Sabine Andresen: Einführung in die Jugendforschung, Wissenschaftliche Buchgesellschaft, Darmstadt 2005, ISBN 978-3-53417516-1, 155 Seiten, 14,90 Euro.
Warum sollen Lehrerinnen und Lehrer ein Buch zur Jugendforschung lesen? Weil, so gibt Sabine Andresen die Ansicht eines Jugendforschers aus den 1920er Jahren wieder, „die psychologische Forschung nicht Sache des einzelnen Lehrers sein könne, sondern diese bereits vor dem eigentlichen Unterrichtsgeschehen als Wissen zur Verfügung stehen und den Lehrern handhabbar dargeboten werden müsse„ (S. 68f.). Diese Einschätzung beschreibt auch heute noch die Defizite mindestens der universitären Ausbildung von Gymnasiallehrerinnen und Gymnasiallehrern.
Sabine Andresen, Jahrgang 1966 und seit 2004 Professorin für Allgemeine Pädagogik an der Universität Bielefeld, hat mit ihrem Einführungsband diese Lücke ein klein wenig geschlossen.
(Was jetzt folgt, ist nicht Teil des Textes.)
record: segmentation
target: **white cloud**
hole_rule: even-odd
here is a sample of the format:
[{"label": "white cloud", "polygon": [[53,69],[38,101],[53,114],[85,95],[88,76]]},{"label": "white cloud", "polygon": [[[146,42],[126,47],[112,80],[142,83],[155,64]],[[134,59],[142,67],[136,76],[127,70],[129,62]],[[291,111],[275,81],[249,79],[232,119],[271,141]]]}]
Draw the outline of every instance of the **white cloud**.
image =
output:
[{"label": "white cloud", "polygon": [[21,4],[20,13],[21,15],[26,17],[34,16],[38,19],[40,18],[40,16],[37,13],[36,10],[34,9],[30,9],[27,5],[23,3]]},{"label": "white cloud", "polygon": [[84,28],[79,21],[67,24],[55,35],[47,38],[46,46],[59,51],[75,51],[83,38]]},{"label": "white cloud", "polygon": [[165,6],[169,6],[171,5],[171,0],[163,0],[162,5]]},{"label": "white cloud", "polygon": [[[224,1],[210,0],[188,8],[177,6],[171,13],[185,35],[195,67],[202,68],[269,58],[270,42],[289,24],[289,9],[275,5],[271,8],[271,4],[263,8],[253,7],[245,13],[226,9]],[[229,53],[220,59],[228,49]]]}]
Das Buch ist von überschaubarem Umfang und schreckt nicht gleich durch epische Breite ab; vor allem ist es gut und verständlich geschrieben, hat, wie alle Bände der Reihe „Grundwissen Erziehungswissenschaft„, ein übersichtliches Layout, das mit wenigen fett gedruckten Kernbegriffen im Fließtext und den logischen Gedankengang nachziehenden Leitbegriffen in der Randspalte für eine hervorragende Lesbarkeit sorgt. Die breite Randspalte lässt sich aber auch gut für eigene Notizen nutzen. Wer mag, kann nach jedem Kapitel mittels der Fragen in einem grau unterlegten Kasten („Was Sie wissen sollten, wenn Sie Kapitel xy gelesen haben„) überprüfen, was vom Gelesenen „hängen geblieben„ ist.
Aber auch ohne solche Überprüfung wird die Leserin, der Leser behalten, was Pubertät von Adoleszenz unterscheidet, was ein Moratorium im Zusammenhang mit Jugendtheorien bedeutet, wovon manche Standardwerke der pädagogischen Literatur handeln und wie sie einzuordnen sind – etwa Rousseaus Entwicklungsroman Emile (1762), Sprangers Psychologie des Jugendalters (1924), Eriksons Jugend und Krise (1968) oder der von Karin Flaake und Vera King herausgegebene Sammelband Weibliche Adoleszenz (1992).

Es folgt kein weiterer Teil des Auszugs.